I hope the food in Great Lakes was better back then than it is now. Last time I was there (back in '01 for 'A' School) it wasn't all that. I tend to judge locales by the quality of the chow.
There are some things I don't enjoy about military service. One of the things I do enjoy - and enjoy very much - is the sense of connection I experience at some postings. I did not like Great Lakes as it was, but when I thought back to what it used to be, I liked it much more. Walking down the strip through the main gate, past the older stone buildings with their archaic construction (many of them underutilized or not even used at all), I couldn't help but wonder what they'd originally been used for, who had passed through there, what they'd been thinking. I would sometimes stand near the parade grounds on the NTC side and just look at them, imagining all the sailors who'd passed in review there. At other times, I'd sit down on the shore and stare across the water and contemplate the crumbling breakwaters and decaying ruins there.

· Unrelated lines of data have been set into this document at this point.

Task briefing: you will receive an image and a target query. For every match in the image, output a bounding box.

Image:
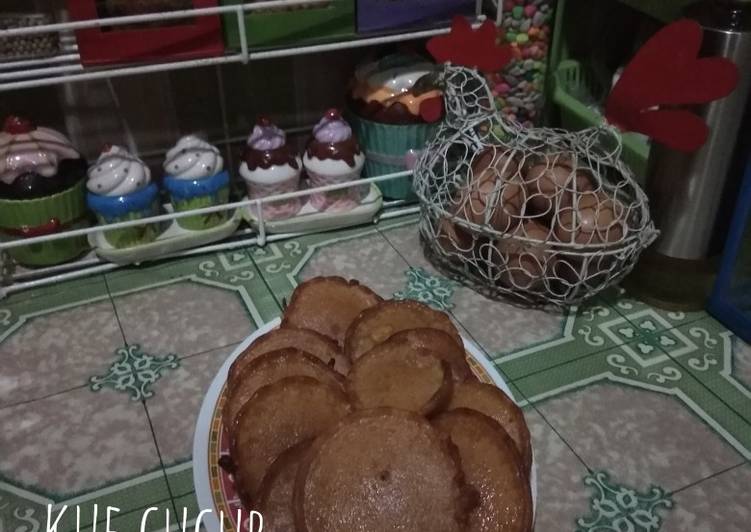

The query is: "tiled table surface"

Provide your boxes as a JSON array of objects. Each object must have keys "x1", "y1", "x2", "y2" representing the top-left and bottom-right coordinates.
[{"x1": 1, "y1": 214, "x2": 750, "y2": 532}]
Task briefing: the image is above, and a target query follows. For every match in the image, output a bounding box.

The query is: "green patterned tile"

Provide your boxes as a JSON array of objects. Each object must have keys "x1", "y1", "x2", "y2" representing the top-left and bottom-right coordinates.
[
  {"x1": 603, "y1": 286, "x2": 709, "y2": 333},
  {"x1": 393, "y1": 266, "x2": 456, "y2": 311},
  {"x1": 164, "y1": 463, "x2": 195, "y2": 500},
  {"x1": 0, "y1": 275, "x2": 111, "y2": 350},
  {"x1": 496, "y1": 300, "x2": 625, "y2": 382},
  {"x1": 110, "y1": 281, "x2": 256, "y2": 359},
  {"x1": 89, "y1": 344, "x2": 179, "y2": 402},
  {"x1": 0, "y1": 486, "x2": 47, "y2": 532},
  {"x1": 514, "y1": 341, "x2": 751, "y2": 465},
  {"x1": 74, "y1": 497, "x2": 174, "y2": 532},
  {"x1": 0, "y1": 467, "x2": 172, "y2": 532},
  {"x1": 171, "y1": 491, "x2": 201, "y2": 530},
  {"x1": 250, "y1": 225, "x2": 393, "y2": 309},
  {"x1": 524, "y1": 409, "x2": 591, "y2": 532},
  {"x1": 531, "y1": 376, "x2": 745, "y2": 492},
  {"x1": 0, "y1": 297, "x2": 124, "y2": 407},
  {"x1": 1, "y1": 273, "x2": 108, "y2": 311},
  {"x1": 575, "y1": 470, "x2": 673, "y2": 531},
  {"x1": 147, "y1": 345, "x2": 236, "y2": 466},
  {"x1": 106, "y1": 251, "x2": 281, "y2": 327},
  {"x1": 252, "y1": 226, "x2": 410, "y2": 311},
  {"x1": 664, "y1": 463, "x2": 751, "y2": 532},
  {"x1": 0, "y1": 388, "x2": 162, "y2": 499},
  {"x1": 659, "y1": 316, "x2": 751, "y2": 427}
]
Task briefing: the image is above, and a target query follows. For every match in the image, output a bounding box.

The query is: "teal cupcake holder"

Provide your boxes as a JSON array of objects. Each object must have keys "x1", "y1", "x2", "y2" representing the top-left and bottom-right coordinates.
[{"x1": 348, "y1": 113, "x2": 438, "y2": 200}]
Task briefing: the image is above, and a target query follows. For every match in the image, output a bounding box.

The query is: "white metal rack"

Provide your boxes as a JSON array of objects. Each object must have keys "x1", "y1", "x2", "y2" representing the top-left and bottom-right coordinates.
[
  {"x1": 0, "y1": 1, "x2": 486, "y2": 91},
  {"x1": 0, "y1": 2, "x2": 484, "y2": 296}
]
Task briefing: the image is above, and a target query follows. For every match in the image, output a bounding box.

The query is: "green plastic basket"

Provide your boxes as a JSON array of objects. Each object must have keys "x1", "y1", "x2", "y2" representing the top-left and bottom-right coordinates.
[
  {"x1": 553, "y1": 59, "x2": 650, "y2": 181},
  {"x1": 220, "y1": 0, "x2": 355, "y2": 49}
]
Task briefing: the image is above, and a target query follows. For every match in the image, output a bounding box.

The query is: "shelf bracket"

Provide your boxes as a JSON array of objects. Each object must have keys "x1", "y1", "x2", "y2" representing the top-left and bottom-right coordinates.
[
  {"x1": 0, "y1": 251, "x2": 14, "y2": 297},
  {"x1": 236, "y1": 6, "x2": 249, "y2": 64}
]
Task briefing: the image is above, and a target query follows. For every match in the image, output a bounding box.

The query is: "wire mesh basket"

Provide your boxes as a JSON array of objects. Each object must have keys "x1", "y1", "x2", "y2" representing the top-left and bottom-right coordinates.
[{"x1": 413, "y1": 67, "x2": 658, "y2": 308}]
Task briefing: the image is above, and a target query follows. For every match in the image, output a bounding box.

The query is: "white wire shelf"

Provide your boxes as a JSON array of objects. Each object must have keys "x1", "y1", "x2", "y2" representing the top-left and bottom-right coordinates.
[
  {"x1": 0, "y1": 171, "x2": 420, "y2": 297},
  {"x1": 0, "y1": 1, "x2": 485, "y2": 92}
]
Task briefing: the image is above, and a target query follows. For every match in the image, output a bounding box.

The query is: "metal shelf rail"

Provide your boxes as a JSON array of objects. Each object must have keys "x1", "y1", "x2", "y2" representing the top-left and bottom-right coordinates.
[
  {"x1": 0, "y1": 2, "x2": 482, "y2": 295},
  {"x1": 0, "y1": 172, "x2": 420, "y2": 298},
  {"x1": 0, "y1": 0, "x2": 485, "y2": 92}
]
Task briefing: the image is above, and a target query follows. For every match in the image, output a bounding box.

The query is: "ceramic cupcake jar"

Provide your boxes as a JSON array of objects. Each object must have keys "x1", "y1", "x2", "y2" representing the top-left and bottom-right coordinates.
[
  {"x1": 86, "y1": 145, "x2": 162, "y2": 249},
  {"x1": 0, "y1": 116, "x2": 89, "y2": 266},
  {"x1": 239, "y1": 118, "x2": 302, "y2": 221},
  {"x1": 348, "y1": 53, "x2": 444, "y2": 199},
  {"x1": 163, "y1": 135, "x2": 230, "y2": 231},
  {"x1": 303, "y1": 109, "x2": 366, "y2": 213}
]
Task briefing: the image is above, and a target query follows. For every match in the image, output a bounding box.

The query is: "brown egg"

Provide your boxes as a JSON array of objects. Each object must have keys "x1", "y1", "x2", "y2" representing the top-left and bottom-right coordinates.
[
  {"x1": 525, "y1": 162, "x2": 592, "y2": 217},
  {"x1": 495, "y1": 220, "x2": 552, "y2": 290},
  {"x1": 436, "y1": 217, "x2": 473, "y2": 257},
  {"x1": 472, "y1": 148, "x2": 519, "y2": 181},
  {"x1": 554, "y1": 191, "x2": 627, "y2": 245},
  {"x1": 458, "y1": 151, "x2": 524, "y2": 232},
  {"x1": 560, "y1": 170, "x2": 596, "y2": 210}
]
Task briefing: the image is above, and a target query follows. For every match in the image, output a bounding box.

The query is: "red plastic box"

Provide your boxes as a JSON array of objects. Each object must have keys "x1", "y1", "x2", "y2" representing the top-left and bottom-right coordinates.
[{"x1": 67, "y1": 0, "x2": 224, "y2": 66}]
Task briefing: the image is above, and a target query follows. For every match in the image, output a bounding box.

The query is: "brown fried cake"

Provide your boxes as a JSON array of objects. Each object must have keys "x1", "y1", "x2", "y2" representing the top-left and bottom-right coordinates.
[
  {"x1": 282, "y1": 277, "x2": 382, "y2": 345},
  {"x1": 347, "y1": 343, "x2": 452, "y2": 416},
  {"x1": 344, "y1": 299, "x2": 463, "y2": 361},
  {"x1": 223, "y1": 349, "x2": 344, "y2": 433},
  {"x1": 293, "y1": 408, "x2": 473, "y2": 532},
  {"x1": 256, "y1": 440, "x2": 312, "y2": 532},
  {"x1": 232, "y1": 376, "x2": 351, "y2": 502},
  {"x1": 448, "y1": 381, "x2": 533, "y2": 474},
  {"x1": 377, "y1": 328, "x2": 474, "y2": 382},
  {"x1": 228, "y1": 327, "x2": 349, "y2": 387},
  {"x1": 434, "y1": 409, "x2": 533, "y2": 532}
]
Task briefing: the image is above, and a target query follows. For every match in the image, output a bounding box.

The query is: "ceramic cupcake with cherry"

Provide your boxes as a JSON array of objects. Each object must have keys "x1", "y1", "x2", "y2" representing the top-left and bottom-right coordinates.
[
  {"x1": 0, "y1": 116, "x2": 89, "y2": 266},
  {"x1": 239, "y1": 118, "x2": 302, "y2": 221},
  {"x1": 163, "y1": 135, "x2": 229, "y2": 231},
  {"x1": 348, "y1": 53, "x2": 444, "y2": 199},
  {"x1": 303, "y1": 109, "x2": 365, "y2": 213},
  {"x1": 86, "y1": 145, "x2": 162, "y2": 249}
]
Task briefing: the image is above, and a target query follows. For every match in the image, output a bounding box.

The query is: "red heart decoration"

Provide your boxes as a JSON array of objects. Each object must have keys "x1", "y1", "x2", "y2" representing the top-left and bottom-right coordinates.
[
  {"x1": 419, "y1": 96, "x2": 444, "y2": 123},
  {"x1": 427, "y1": 16, "x2": 513, "y2": 73},
  {"x1": 605, "y1": 19, "x2": 738, "y2": 152}
]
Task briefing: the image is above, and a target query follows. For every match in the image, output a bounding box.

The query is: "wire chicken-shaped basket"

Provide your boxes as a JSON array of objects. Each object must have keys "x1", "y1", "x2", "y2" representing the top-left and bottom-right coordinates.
[
  {"x1": 413, "y1": 17, "x2": 737, "y2": 308},
  {"x1": 414, "y1": 67, "x2": 657, "y2": 307}
]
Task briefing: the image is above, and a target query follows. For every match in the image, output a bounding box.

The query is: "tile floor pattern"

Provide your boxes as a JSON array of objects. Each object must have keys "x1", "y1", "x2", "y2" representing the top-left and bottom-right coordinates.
[{"x1": 1, "y1": 214, "x2": 750, "y2": 531}]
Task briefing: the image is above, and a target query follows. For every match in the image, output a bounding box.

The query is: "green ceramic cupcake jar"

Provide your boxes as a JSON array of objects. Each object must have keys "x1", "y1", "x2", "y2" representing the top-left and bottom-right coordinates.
[{"x1": 0, "y1": 117, "x2": 89, "y2": 267}]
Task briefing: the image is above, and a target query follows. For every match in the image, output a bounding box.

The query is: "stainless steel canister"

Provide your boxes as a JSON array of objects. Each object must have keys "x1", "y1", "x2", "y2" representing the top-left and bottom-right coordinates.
[{"x1": 646, "y1": 0, "x2": 751, "y2": 260}]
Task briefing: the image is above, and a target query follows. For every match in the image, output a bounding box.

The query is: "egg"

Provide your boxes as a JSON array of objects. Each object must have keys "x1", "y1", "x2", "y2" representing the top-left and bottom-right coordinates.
[
  {"x1": 554, "y1": 191, "x2": 627, "y2": 245},
  {"x1": 524, "y1": 161, "x2": 595, "y2": 217},
  {"x1": 457, "y1": 149, "x2": 524, "y2": 232},
  {"x1": 473, "y1": 148, "x2": 519, "y2": 181},
  {"x1": 436, "y1": 217, "x2": 473, "y2": 258},
  {"x1": 494, "y1": 220, "x2": 552, "y2": 290}
]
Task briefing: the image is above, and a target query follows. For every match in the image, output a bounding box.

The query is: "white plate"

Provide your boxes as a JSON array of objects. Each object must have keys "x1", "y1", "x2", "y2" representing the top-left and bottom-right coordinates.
[
  {"x1": 244, "y1": 184, "x2": 382, "y2": 234},
  {"x1": 193, "y1": 318, "x2": 537, "y2": 532}
]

Today, at the Camp, I always feel a small sense of wonder inside the various buildings and speculate about what some of them may have been used for, who had passed through, what they'd accomplished while they were there, what their lives had been like. I remember unearthing rusted Garand clips on the long-abandoned and overgrown 850-yard firing line, staring at them, and thinking to myself: "How well had this man shot this day? What was on his mind? Where had he been to before he'd been to the Camp, and where did he go afterwards? I'd love to ask him, but chances are that he's already gone. I feel as if I've lost something." The Camp has many secrets and most of them will never be unearthed. We're due to decomm soon and it hurts me that so many stories will be gone forever.
Not all of my colleagues see it this way. I'm pretty sure most of them don't even know what I'm talking about. I feel it just the same.
I enlisted back in '96 with no expectations of trouble - I didn't sign up seeking conflict. I re-enlisted in '02 because I wasn't quite ready to leave, but I'd say that I was needed if I were asked. In neither case were my motivations particularly patriotic. My viewpoint has changed a bit since then but human nature will be what it will be. It wasn't until fairly recently that I got a sense of being a part of something that had been around far before I was, and would be around long after I'm gone.
To sign up with the expectation of trouble - with other prospects available - simply because it is the morally correct choice, is a choice that I'm not sure that I could make correctly. You have my utmost respect, Uncle Bill, and you also have my gratitude. Fair winds and following seas.